Startup idea: Swear words API

27.02.2022

How to (maybe - prove it yourself) make money off corporate family-friendliness.

My Facebook feed consists of only two things: job postings and ads. Today piece isn’t about career, so it’s easy to guess they made me click on that nice, personalizable, Swiss-made watch.

After giving my timepiece a unique graphic design (try it yourself - much fun!), a final touch was to put some custom text to be engraved on the watch. First word out of my mind?

kurwa

No good! This most sophisticated profanity was rejected by the online creator. Quick substitution with Greek Small Letter Alpha, hovewer, was enough to defeat the validation. Almost the same looking, definitely equal sounding, still vulgar - kurwα was my not-even-script-kiddie-level workaround.

Apparently, the check for inappropriate language is based on a rather big regex of known bad words. You’ll get an idea from the below picture:

I’m really proud of the Polish ones taking up a significant part of the whole! Further diving into the list is as educational as entertaining:

“Mamma knullare” - based on a quick search I have no idea what it is or why it would be considered offensive. Maybe it’s some deep web stuff? Too afraid to look up. Edit: it’s probably just Swedish.
“shit|shiit|shiiit|shiiiit” - okay, so 5+ “i”s can do!
“Va te faire enculer” - 100% valid entry, but at the same time much longer than the 12-character limit imposed on the input. So, why it’s even there - to show off the beauty of the French language?
It’s adorable how all German curses (from “Arsch” to “Zicke”) are orthographically capitalized.
On top of that, we can find “zalando” - nice!

Imagine how ridiculous it must have been to propose, discuss and implement this validation. “Why is Mike not at the computer?” “He’s off to library, in search of Bulgarian obscenities” “Well, tell him later I created a new Jira ticket - add »buttpirate« to the list”. I haven’t mentioned testing, because it clearly wasn’t checked by someone aware of Zero Width Space or the fact there are several characters looking just like like “o”.

It’s not how you’re supposed to handle censorship in 2022! The downsides of the current approach are:

Waste of resources and trust. The website saves about 15 kB of assorted “fucks” into sessionStorage of every single user, just in case some weirdo wishes to wear internationalized “penis” on their wrist instead of, I don’t know, “Michael”.
The language is evolving. “Hitler” is banned, but “Putin” isn’t (at the time of writing), while it should be for a good few days now. By offloading such checks to external service, the company would be able to accomodate faster and focus on their core business (delivering watches).
SaaS is simply the best!

The above case led me to thinking, maybe there’s a market for online service that could be described as “Swear words API”. Customization is hot in e-commerce, but it must be kept polite - no company wants to allow designs/wording that would undermine their brand.

I’m giving away the idea for free, along with the following API draft, simply because I don’t know how to implement it.

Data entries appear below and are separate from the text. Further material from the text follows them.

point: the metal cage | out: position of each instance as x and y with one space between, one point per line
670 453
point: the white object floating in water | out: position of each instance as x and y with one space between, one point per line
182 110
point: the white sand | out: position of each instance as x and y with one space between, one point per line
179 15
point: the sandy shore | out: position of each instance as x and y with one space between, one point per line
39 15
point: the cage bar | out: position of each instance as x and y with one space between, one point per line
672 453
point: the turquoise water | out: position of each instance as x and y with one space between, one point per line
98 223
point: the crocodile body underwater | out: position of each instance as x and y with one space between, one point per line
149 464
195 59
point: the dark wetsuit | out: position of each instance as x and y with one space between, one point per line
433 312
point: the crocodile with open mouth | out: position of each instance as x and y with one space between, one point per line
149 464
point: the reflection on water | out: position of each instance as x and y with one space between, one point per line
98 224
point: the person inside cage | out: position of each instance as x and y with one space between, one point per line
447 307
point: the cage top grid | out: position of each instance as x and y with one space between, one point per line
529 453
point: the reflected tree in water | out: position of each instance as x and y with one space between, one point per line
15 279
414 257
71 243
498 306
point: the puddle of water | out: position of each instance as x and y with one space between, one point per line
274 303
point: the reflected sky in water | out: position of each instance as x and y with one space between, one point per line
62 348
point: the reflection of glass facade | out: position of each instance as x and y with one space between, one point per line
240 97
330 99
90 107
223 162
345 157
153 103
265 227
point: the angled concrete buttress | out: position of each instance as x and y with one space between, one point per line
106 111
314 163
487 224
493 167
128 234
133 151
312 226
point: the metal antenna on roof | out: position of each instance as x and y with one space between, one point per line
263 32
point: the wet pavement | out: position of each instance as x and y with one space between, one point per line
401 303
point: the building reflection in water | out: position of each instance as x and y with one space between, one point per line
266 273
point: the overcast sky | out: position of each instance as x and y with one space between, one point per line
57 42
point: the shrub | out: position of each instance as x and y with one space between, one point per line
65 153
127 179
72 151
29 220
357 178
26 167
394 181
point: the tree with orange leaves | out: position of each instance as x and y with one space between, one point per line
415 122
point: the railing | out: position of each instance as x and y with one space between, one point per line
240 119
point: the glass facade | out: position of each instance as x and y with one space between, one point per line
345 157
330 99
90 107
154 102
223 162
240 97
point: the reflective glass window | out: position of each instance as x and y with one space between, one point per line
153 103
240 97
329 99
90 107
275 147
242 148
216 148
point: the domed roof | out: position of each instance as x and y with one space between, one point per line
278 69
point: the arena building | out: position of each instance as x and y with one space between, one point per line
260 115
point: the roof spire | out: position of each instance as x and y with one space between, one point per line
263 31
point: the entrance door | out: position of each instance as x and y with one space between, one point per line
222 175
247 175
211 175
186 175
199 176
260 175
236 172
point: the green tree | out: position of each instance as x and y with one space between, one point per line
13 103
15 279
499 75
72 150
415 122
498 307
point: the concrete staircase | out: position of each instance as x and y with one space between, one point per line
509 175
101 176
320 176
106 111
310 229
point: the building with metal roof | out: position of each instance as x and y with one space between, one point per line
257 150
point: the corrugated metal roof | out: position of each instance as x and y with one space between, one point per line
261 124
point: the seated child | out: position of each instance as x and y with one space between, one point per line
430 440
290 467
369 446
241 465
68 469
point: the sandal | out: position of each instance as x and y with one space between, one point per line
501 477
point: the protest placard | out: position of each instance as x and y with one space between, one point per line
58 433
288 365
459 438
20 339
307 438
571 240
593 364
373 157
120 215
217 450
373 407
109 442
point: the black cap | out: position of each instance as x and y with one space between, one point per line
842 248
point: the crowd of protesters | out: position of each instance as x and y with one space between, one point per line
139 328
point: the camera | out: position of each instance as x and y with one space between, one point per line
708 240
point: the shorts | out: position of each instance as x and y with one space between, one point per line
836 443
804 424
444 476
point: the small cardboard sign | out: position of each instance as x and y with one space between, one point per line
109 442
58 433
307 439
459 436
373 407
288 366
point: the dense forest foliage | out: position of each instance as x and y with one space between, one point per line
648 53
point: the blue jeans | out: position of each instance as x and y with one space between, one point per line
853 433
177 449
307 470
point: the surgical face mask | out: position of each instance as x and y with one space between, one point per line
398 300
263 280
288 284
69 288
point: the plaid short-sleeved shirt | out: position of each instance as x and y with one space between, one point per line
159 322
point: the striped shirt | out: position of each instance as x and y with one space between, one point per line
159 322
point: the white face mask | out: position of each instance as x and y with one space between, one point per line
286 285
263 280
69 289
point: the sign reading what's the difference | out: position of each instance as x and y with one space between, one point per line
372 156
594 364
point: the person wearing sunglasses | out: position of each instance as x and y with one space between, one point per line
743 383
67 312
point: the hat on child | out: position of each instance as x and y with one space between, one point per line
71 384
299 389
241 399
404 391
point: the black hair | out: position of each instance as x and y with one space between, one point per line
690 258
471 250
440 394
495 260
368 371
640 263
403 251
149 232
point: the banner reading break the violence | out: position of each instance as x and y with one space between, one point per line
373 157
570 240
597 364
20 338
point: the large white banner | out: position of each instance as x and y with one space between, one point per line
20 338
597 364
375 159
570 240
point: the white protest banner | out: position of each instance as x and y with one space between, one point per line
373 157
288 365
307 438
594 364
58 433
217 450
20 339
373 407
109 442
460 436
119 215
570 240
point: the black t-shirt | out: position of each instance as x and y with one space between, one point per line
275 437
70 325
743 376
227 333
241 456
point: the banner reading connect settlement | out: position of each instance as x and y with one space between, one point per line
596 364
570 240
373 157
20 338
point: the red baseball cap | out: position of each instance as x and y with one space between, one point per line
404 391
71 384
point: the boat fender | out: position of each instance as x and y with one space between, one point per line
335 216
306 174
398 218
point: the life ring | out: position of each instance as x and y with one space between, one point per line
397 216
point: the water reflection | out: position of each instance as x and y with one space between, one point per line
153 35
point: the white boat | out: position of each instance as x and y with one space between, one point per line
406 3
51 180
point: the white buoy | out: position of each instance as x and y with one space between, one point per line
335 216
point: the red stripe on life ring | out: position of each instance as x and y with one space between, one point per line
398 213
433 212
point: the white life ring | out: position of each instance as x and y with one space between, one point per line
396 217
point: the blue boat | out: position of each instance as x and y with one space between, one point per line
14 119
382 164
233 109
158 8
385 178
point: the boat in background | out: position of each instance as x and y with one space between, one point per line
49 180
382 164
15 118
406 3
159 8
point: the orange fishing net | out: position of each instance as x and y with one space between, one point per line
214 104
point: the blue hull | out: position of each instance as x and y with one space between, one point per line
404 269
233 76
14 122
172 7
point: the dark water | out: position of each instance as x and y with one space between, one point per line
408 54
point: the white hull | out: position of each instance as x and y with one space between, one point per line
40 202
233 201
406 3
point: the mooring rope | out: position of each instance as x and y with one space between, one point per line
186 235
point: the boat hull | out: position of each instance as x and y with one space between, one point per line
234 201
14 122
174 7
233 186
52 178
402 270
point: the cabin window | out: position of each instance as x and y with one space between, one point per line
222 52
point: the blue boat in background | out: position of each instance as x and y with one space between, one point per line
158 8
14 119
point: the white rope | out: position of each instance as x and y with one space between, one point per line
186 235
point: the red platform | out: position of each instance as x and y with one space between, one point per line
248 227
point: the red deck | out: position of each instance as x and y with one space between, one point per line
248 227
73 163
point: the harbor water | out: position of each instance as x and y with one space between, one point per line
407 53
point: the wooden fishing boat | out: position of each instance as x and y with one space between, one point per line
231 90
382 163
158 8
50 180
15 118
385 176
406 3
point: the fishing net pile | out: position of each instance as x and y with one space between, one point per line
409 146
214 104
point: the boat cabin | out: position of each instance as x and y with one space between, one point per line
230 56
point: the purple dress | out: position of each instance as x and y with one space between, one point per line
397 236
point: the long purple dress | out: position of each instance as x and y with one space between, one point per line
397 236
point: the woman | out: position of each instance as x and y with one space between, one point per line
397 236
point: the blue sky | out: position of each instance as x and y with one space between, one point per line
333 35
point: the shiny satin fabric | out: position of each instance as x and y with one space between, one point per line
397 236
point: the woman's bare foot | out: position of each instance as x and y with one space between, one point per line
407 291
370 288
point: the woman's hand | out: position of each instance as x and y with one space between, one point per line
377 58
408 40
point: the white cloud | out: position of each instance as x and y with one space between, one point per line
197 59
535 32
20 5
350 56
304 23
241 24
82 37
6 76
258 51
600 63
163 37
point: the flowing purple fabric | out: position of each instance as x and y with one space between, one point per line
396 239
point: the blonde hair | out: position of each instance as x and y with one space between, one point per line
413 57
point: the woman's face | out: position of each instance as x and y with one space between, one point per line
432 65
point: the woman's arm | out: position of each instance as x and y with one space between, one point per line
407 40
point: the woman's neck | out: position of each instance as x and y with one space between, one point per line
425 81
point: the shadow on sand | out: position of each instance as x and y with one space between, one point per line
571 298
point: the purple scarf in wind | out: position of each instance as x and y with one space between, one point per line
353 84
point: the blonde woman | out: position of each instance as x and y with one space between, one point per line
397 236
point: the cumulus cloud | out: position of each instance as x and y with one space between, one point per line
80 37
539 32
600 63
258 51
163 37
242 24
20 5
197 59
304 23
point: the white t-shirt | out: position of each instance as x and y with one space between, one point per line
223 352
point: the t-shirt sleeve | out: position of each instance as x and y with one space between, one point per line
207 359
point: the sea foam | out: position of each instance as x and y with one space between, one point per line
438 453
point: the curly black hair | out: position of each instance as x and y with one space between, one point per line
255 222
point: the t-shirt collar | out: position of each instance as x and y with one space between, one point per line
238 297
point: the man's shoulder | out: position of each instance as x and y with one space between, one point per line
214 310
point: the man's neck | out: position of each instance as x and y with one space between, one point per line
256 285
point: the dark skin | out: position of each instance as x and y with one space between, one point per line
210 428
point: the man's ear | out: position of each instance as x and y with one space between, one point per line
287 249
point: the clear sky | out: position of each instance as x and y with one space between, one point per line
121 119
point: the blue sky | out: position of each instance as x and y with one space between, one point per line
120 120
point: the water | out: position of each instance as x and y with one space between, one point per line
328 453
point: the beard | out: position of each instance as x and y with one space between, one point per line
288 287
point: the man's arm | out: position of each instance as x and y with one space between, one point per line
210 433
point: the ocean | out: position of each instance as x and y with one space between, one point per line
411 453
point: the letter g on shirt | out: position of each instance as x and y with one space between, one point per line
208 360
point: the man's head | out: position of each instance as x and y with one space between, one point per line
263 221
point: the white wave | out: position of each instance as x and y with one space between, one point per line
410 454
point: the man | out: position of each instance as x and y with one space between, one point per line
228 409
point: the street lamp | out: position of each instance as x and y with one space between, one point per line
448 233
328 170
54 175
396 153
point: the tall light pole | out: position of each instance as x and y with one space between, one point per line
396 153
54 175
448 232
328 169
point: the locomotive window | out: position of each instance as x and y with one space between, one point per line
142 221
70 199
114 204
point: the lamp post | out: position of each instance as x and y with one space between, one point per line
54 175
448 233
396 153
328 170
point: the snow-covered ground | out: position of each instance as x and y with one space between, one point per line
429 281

My best guess is: render whatever the client sent, and let some low-paid human native speaker decide whether it’s offensive. Rather unacceptable response time.

paths:
  /rate:
    get:
      produces:
      - "application/json"
      parameters:
      - in: "query"
        name: "term"
        type: "string"
        required: true
      responses:
        "200":
          description: "OK"
          schema:
            type: "object"
            properties:
              score:
                description: "Severity of the term, on a scale from 0 (safe) to 1 (definitely a swear)."
                type: "number"
                minimum: 0
                maximum: 1
              isOriginalStopWord:
                description: "Whether the term comes from the lame, pre-API regex."
                type: "boolean"

In the end, I didn’t buy. If you stumbled upon this article and got rich by turning this post into working solution, please consider ordering me that watch. The decoration isn’t going to be as important as the inscription, and my word of choice is “SODOMIZER”. Thanks!